El etrusco tenía grandes conocimientos de medicina, astrología, historia y artes místicas. Como había pasado años en campaña con el general Lúculo en Armenia, también era un experto luchador. Bassius enseguida se había percatado de sus múltiples talentos y lo había ascendido directamente a
optio
, para que ayudara a instruir a los reclutas. El agudo sentido del humor de Tarquinius se avenía bien con el sentido del humor campechano de Brennus, y su habilidad para la adivinación complementaba la tremenda destreza del galo con las armas. Bajo la tutela de ambos, Romulus había madurado; había mejorado no sólo su forma física y su destreza en el manejo de la espada, sino que además había empezado a aprender a leer y a escribir.

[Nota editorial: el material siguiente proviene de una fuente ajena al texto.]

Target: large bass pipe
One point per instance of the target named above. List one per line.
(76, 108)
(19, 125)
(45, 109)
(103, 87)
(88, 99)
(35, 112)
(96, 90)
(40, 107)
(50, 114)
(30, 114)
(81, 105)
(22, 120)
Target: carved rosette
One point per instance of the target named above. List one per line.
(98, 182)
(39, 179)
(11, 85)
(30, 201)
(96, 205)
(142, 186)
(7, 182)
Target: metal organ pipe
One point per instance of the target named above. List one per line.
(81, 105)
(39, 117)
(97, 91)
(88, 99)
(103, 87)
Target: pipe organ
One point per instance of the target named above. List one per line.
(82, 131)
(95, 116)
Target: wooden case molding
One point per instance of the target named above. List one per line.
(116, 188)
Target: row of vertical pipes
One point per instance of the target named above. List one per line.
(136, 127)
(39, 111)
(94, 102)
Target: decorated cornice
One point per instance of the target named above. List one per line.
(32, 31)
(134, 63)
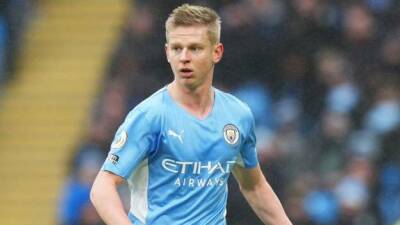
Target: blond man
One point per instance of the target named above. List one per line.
(178, 147)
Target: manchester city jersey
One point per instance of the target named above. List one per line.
(176, 165)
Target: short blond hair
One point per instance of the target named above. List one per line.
(191, 15)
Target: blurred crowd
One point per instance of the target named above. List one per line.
(322, 78)
(14, 16)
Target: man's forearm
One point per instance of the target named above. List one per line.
(107, 202)
(266, 205)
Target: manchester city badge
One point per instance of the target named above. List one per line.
(231, 134)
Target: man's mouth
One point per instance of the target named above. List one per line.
(186, 73)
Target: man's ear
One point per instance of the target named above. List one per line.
(166, 51)
(218, 52)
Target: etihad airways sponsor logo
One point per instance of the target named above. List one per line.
(197, 167)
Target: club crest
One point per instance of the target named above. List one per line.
(120, 140)
(231, 134)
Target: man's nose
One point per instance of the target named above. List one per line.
(185, 55)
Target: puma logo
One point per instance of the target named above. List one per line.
(174, 134)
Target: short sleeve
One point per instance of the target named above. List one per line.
(248, 153)
(134, 140)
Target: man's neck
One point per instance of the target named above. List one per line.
(198, 102)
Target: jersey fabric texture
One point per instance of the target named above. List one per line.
(177, 165)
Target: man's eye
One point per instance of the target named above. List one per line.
(196, 49)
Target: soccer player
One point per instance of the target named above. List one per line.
(177, 148)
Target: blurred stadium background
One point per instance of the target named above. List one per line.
(322, 78)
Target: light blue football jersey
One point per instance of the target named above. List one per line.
(177, 166)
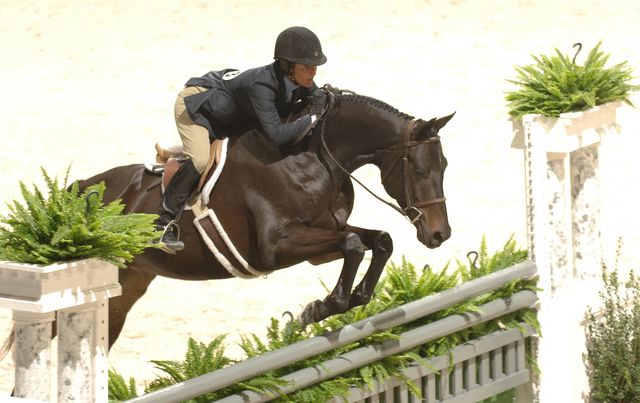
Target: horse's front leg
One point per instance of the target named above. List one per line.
(381, 246)
(302, 243)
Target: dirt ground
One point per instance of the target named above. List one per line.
(92, 84)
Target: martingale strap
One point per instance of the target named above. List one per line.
(219, 243)
(212, 232)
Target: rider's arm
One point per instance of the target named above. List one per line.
(263, 102)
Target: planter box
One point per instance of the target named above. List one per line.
(571, 131)
(37, 288)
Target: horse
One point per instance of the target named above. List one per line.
(283, 206)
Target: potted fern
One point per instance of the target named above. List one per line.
(572, 103)
(68, 240)
(60, 254)
(560, 110)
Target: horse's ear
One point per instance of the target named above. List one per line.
(431, 128)
(439, 123)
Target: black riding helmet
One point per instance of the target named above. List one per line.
(299, 45)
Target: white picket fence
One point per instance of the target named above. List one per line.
(563, 226)
(481, 369)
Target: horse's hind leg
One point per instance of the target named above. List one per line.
(303, 243)
(134, 284)
(381, 246)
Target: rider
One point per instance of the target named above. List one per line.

Se rumoreaba que se dirigían hacia Seleucia, en el Tigris. Romulus sabía más cosas sobre la región gracias a las historias de Tarquinius sobre la Tierra de los Dos Ríos y los reinos que allí habían existido. Había disfrutado de muchas noches de lecciones de historia, aprendiendo sobre los babilonios, los persas y otras razas exóticas. La historia preferida de Romulus era la de Alejandro Magno, un hombre que había marchado desde Grecia hasta la India y regresado al punto de partida y que, a lo largo del viaje, había conquistado medio mundo.

Ahora los poderosos partos gobernaban los desiertos. Estos fieros guerreros, una tribu pequeña en un principio pero aguerrida, habían ido integrando reinos derrotados durante generaciones y crecido hasta tal punto que Partia no tenía otro rival que Roma. Se trataba de un imperio de poca densidad de población, formada por nómadas. La riqueza de Partia provenía de los impuestos sobre artículos valiosos como la seda, las joyas y las especias que transportaban los comerciantes que regresaban por las rutas caravaneras de la India y Extremo Oriente. Conscientes de la avaricia de Roma, los partos protegían celosamente este comercio.

Había llamado la atención de Craso, sin embargo, el cual, deseoso de una rápida victoria, se internaba en el desierto en línea recta hacia Seleucia.

Maldiciendo las estridentes llamadas de trompeta, las siete legiones, cinco mil mercenarios y dos mil soldados de caballería, se habían levantado mucho antes del amanecer. Todavía se hablaba de la torpeza de Craso con el corazón, así que los legionarios habían desmontado las tiendas con la típica eficiencia romana y las habían colocado rápidamente en las muías de carga. Los regulares eran un ejemplo excelente de la habilidad de la República para la organización, sin embargo los hombres de Bassius estaban menos acostumbrados a esa tarea. Al final los mercenarios estuvieron listos para la marcha, ya fuese gracias a la persuasión o a las amenazas.